Project description by Fritz Henglein
Background and goal
Current storage technologies for XML documents include flat files, relational databases, object-based databases, and native XML databases.
XMLStore is the central component in the Plan-X Project. XMLStore is an application configurable, distributed, mobile persistence layer for storing semistructured data (in particular XML documents) based on a value-oriented document model and interface. Together with XPath as query language operating on its data, it can be considered a native XML database system.

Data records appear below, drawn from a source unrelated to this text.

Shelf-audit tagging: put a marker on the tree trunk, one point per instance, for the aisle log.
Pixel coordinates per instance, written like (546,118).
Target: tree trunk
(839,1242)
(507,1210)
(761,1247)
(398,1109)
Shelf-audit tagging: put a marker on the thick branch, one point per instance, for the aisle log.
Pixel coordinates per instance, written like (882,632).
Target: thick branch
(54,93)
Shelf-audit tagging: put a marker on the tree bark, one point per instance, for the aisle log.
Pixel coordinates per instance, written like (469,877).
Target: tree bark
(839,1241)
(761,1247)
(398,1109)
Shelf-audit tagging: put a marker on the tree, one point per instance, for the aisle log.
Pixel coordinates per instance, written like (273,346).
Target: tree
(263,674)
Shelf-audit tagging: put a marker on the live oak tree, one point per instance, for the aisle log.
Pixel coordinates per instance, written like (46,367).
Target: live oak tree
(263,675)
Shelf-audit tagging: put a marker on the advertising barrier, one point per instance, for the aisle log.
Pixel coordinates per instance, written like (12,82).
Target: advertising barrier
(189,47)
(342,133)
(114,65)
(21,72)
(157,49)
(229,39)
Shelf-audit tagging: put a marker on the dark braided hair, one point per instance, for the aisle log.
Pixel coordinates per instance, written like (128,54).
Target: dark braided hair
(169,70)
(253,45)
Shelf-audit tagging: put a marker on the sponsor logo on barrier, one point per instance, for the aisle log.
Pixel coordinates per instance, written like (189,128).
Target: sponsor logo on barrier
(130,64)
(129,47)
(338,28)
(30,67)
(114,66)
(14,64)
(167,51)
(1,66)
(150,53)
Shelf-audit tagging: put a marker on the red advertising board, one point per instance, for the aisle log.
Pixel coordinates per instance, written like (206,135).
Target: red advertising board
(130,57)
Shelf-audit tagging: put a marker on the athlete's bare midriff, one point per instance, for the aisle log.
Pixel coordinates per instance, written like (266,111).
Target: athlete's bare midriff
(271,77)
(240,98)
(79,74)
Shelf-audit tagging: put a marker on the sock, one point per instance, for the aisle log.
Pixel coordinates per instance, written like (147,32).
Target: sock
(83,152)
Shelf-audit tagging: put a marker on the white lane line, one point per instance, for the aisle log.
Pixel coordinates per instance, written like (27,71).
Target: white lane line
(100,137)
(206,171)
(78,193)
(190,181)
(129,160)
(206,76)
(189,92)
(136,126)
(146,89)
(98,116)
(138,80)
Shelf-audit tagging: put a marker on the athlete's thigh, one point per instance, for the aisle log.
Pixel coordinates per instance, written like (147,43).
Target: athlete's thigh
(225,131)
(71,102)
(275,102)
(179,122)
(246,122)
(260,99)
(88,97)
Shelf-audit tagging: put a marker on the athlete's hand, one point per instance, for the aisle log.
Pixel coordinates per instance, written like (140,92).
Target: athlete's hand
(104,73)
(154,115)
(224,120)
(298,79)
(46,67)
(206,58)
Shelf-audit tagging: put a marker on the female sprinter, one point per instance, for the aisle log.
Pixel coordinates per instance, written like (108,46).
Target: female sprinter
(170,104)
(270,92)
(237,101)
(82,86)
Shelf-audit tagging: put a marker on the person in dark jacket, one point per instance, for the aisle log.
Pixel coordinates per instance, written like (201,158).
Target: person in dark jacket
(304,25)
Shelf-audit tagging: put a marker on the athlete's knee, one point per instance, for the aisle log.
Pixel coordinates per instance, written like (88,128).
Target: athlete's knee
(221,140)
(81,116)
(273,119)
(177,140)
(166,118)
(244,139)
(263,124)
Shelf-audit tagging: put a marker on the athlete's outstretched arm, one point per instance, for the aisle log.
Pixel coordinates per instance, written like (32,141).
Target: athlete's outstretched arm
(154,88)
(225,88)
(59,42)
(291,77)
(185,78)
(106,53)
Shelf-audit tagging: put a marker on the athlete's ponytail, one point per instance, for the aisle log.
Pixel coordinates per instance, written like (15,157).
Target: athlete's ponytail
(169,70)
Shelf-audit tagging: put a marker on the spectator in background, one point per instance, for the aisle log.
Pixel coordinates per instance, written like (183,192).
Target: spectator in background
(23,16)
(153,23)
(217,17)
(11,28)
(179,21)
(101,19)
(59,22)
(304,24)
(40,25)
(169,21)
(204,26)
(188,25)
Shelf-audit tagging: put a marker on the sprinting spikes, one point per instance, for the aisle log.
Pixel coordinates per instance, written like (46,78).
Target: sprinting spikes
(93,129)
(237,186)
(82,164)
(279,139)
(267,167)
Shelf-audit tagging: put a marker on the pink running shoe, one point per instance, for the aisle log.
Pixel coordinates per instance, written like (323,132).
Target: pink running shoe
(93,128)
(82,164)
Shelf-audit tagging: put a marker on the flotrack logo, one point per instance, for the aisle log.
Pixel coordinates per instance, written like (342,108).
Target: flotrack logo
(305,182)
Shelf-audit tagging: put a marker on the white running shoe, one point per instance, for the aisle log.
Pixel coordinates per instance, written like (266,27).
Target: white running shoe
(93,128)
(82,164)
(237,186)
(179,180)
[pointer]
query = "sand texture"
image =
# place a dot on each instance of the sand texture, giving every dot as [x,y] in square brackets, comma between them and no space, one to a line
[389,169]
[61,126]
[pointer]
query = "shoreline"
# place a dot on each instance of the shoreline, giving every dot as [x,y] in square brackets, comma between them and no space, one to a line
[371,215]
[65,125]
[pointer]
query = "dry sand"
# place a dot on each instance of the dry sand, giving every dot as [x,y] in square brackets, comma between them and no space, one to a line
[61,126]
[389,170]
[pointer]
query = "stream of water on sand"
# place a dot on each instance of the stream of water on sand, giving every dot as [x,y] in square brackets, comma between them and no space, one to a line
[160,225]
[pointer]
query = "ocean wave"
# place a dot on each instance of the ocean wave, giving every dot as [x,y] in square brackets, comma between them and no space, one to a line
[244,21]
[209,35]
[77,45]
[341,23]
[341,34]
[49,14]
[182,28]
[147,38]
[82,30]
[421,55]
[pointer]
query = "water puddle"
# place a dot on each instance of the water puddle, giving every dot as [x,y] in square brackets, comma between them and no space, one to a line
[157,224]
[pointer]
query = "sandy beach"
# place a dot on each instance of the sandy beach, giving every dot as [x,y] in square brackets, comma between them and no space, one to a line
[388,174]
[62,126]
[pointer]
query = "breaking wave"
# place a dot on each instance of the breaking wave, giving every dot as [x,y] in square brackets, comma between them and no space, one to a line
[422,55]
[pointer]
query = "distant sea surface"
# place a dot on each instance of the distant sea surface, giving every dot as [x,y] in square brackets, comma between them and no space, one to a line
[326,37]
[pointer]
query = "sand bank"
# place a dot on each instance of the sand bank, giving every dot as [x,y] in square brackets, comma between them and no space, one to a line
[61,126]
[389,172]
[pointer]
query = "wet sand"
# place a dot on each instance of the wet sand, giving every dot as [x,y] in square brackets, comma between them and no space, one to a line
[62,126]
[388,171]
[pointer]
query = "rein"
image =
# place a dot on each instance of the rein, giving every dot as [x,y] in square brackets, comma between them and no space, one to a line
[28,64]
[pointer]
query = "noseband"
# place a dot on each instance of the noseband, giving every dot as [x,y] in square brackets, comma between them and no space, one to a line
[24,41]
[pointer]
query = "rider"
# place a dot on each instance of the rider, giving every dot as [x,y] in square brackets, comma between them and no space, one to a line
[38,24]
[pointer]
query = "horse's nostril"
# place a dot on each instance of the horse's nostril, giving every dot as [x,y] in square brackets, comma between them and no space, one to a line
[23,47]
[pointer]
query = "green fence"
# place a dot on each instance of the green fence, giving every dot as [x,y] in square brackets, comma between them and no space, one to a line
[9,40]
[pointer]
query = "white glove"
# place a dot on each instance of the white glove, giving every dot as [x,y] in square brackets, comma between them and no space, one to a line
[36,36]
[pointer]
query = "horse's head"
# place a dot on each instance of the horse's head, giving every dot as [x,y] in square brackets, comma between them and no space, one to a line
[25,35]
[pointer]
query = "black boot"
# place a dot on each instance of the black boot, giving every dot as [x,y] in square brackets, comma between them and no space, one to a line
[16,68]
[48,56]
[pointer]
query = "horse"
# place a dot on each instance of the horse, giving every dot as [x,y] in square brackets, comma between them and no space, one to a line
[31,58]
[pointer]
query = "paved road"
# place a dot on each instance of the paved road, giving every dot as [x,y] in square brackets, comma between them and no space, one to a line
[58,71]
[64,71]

Previous work [1] has empirically analyzed the performance of Software AG's Tamino native XML database and Oracle's "XML-enabled" object-relational database system Oracle 9i with respect to storing XML documents and querying them using XPath and has found that those systems perform surprisingly badly and unpredictably, especially when operating on general XML documents without XML Schema. That work did not include a comparison with a simple-minded implementation as baseline case or with XMLStore.
The goals of this project are
(1) to implement and evaluate a simple implementation of XML query processing based on standard components as a baseline for comparisons;
(2) to evaluate the present configurable XMLStore implementation [2] and XPATH implementation [3] on the same benchmarks as [1] in a number of a configurations and conduct a comparison with the results previously obtained for Tamino and Oracle9i;
(3) to design and implement important performance improvements to XML Store as well as discuss additional performance improvements, including possible trade-offs w.r.t. maintainability of XMLStore;
(4) to analyze the results of (1) and (2)+(3), compare them with the Tamino and Oracle 9i results of [1], interpret them to see if they are consistent with the results of [4], and provide if possible, additional insights and conclusions on state-of-the-art XML storage technologies.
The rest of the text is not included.